またゲノム編集後、目的の変異導入が得られているか確認する為のジェノタイピングサービスも充実しております。
ゲノム編集実験でお困りごとがありましたら是非ご相談ください。
<サービス一覧>
ゲノム編集ツール「Genome craft」
■ガイドRNA合成
標的とするDNA配列(~20base)をご指定いただくだけの簡単発注。
完全国内製造による高品質なガイドRNAを短納期でご提供。
Cas9とミックスして細胞に導入するだけで簡単にゲノム編集が実現。
わずらわしい発現ベクター構築や気を遣うRNA調製作業は不要。
| 商品コード | 製品名 | 価格(税別) | 仕様 |
|---|---|---|---|
| GE-001 | crRNA | 10,000 円 | 逆相カラム精製 |
| GE-002 | tracrRNA | 25,000 円 | HPLC精製 |
| GE-002F | 蛍光tracrRNA-FAM | 30,000 円 | HPLC精製 |
| GE-003 | CRISPR/Cas RNAセット | 30,000 円 | crRNA+tracrRNA |
| GE-004 | sgRNA | 1種 30,000 円 3種 70,000 円 | 酵素合成 |
>>詳しいサービス内容を確認する GenomeCraft ガイドRNA
▼使用例-In vitro digestion assay
Cas9蛋白質とsgRNA又はcrRNA+tracrRNA、基質DNA断片を混合し、DNA切断実験を行った。

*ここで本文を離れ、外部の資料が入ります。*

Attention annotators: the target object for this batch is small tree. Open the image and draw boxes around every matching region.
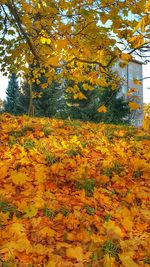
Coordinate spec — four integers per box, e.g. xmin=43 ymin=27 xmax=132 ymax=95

37℃にて1時間インキュベート後、アガロースゲル電気泳動を行った。
バンドのシフトが確認されたことから、sgRNA、crRNA+tracrRNAとも良好なDNA切断活性が確認された。
▼使用例-In vivo Genome Editing
Cas9蛋白質とsgRNA又はcrRNA+tracrRNAを混合し、メダカ胚にインジェクションした。
4日胚まで発生させた各個体のゲノムDNAからターゲット領域をPCR増幅してheteroduplex mobility assaysにて変異の検出を行った。
下図の各レーンごとに1個体分の結果を示している。
sgRNA、crRNA+tracrRNA共に変異の存在を示す複数のバンドが観察され、高効率な変異導入ツールであることが確認された。
[データ提供] 京都大学農学研究科 応用生物科学専攻 海洋生物機能学分野 木下政人様
※sgRNA は木下ラボで合成したもの、crRNAとtracrRNA はファスマック提供品を使用。
Cas9蛋白質と2つの遺伝子(spns2:心臓形成に関与、tyr:色素形成に関与)に対するsgRNA又はGENOME CRAFT Type CT(crRNA+tracrRNA)を混合し、
ゼブラフィッシュ胚(1-2細胞期)にインジェクションして、発生の様子を観察した。
受精1日後(上段)にGFPで染色された心臓の形成異常(白矢印)が、2日後(下段)には目の色素形成異常(黒矢印)が観察された。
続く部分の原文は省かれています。